Here’s a paradox. Since 2010, more than 200 billionaires have signed the Giving Pledge, promising to give away most of their money in their lifetimes. Yet the same billionaires keep getting richer.
Michael Bloomberg, Mark Zuckerberg, Elon Musk and others cannot — or do not — give their money away fast enough.
Tesla customers will not be entirely surprised to hear Mr Musk is behind schedule. But what about 84-year-old corporate raider Carl Icahn? When he signed the pledge in 2010, he was worth $11bn — now he’s worth $20bn. Maybe someone needs to buy an activist stake in him, and put management on the correct course.
This week one pledge signatory upped the pace. MacKenzie Scott, the novelist former wife of Amazon founder Jeff Bezos, revealed she’s given away more than $4bn since July, mainly to groups tackling food insecurity and inequality. Even so, the pandemic surge in Amazon shares means her wealth has grown by about $25bn since last year’s divorce. She’d need to give away almost one Princeton endowment to get back to square one. At least she seems keen to do so.
I’m not sure about some others. Did they sign the pledge just to stop Mr Buffett nagging them? Some have wealth tied up in shares, but there are ways round that. Maybe they just haven’t got around to it. Or maybe some wealthy individuals don’t trust their children not to need billions of dollars in bailouts — an understandable stance if you’re Donald Trump.
Logistically, ridding yourself of billions is not easy, unless you try to build a high-speed railway from London to Manchester or launch a late centrist campaign for the Democratic presidential nomination (there’s always 2024, Mr Bloomberg). Andrew Carnegie complained that giving away money “involves harder work than ever acquisition of wealth did”.
But the slow pace is taking the shine off billionaire philanthropy. First, it shows just how unequal the economy is — reminiscent, indeed, of Carnegie’s era. Second, it raises the possibility that at least some giving pledges will be reneged upon: who knows what’s in these billionaires’ wills? Third, it would simply be more efficient to address racial injustice, environmental destruction and other problems now, before they get worse, rather than wait for a convenient time in the schedule.
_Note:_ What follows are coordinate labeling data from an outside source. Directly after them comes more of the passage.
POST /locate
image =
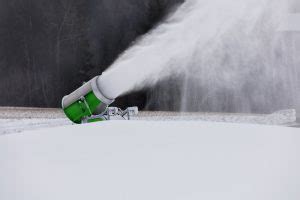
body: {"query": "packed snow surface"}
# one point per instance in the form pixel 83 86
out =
pixel 183 160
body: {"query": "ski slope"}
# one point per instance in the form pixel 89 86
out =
pixel 181 160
Chuck Collins, an inequality expert at the Institute for Policy Studies think-tank, says a “wealth defence industry”, including asset managers and tax lawyers, have a vested interest in the rich not giving their money away outright. Instead, legacy foundations are created, often continuing the donor’s control and prestige.
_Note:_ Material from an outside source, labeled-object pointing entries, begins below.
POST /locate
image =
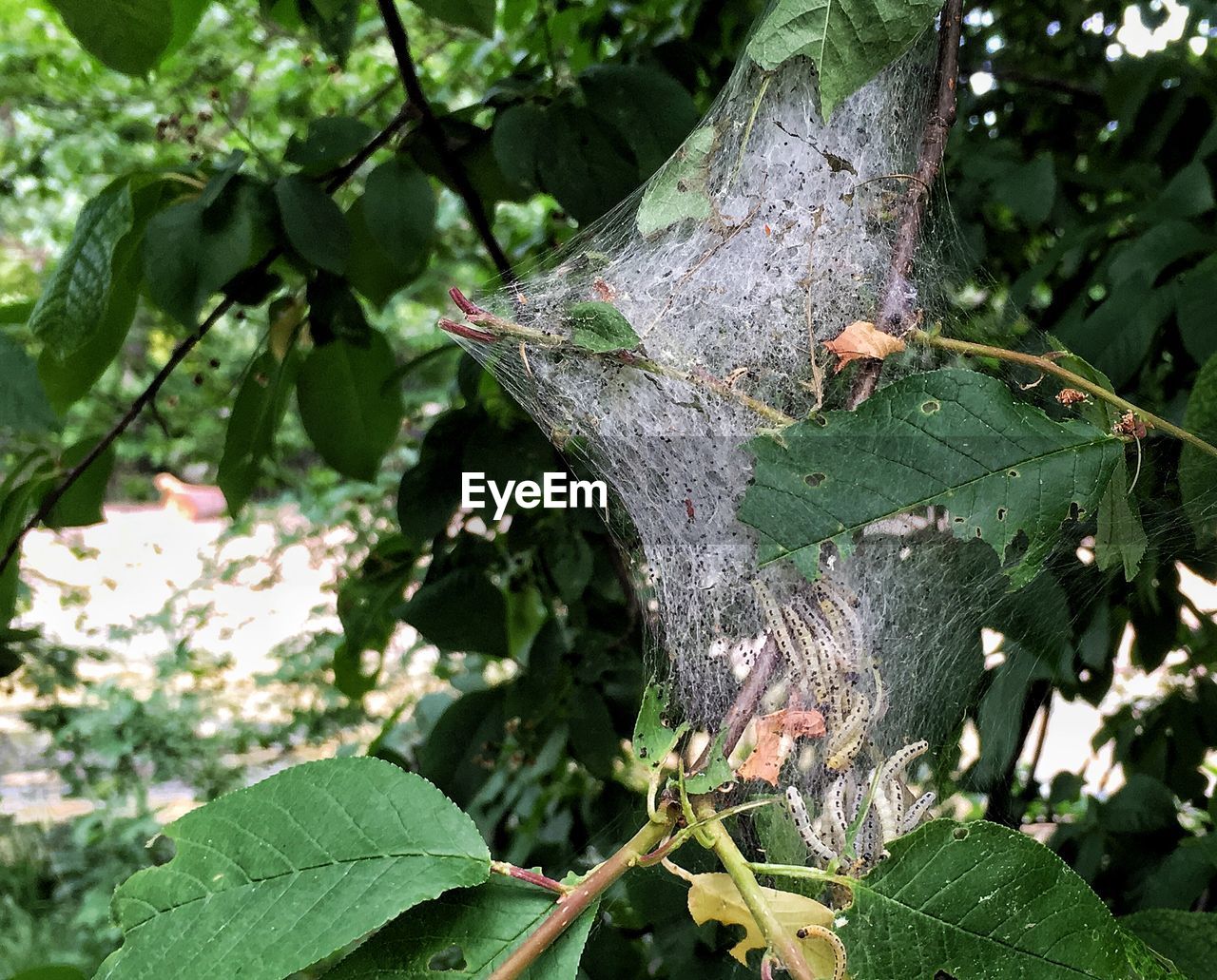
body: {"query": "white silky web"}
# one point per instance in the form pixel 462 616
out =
pixel 767 234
But there is one shining example of wealth un-creation. Chuck Feeney, who co-founded Duty Free Shoppers Group, recently completed giving away nearly all of his $8bn. His “giving while living” showed the value of acting quickly: he gave to Vietnam’s health system, which has excelled during the pandemic.
Two things explain Mr Feeney’s success. First is his competitiveness. Second, more importantly, is his frugality. “I don’t dislike money, but there’s only so much money you can use,” he has said. He only owned one car, a second-hand Jaguar, and flew economy class. He kept just $2m for his and his wife’s retirement. (Warren Buffett has left each of his three children a $2bn foundation.)
Until billionaires realise they don’t need to keep $100m as insurance, let alone $1bn, their philanthropy will always have one foot on the brake. The virtue of philanthropy isn’t just about how much you say you’ll give — it’s about how fast you give it, and how much you hold back. Maybe Ms Scott can create a “Given Pledge” to nudge her fellow billionaires along. If not, I suppose we could start taxing them.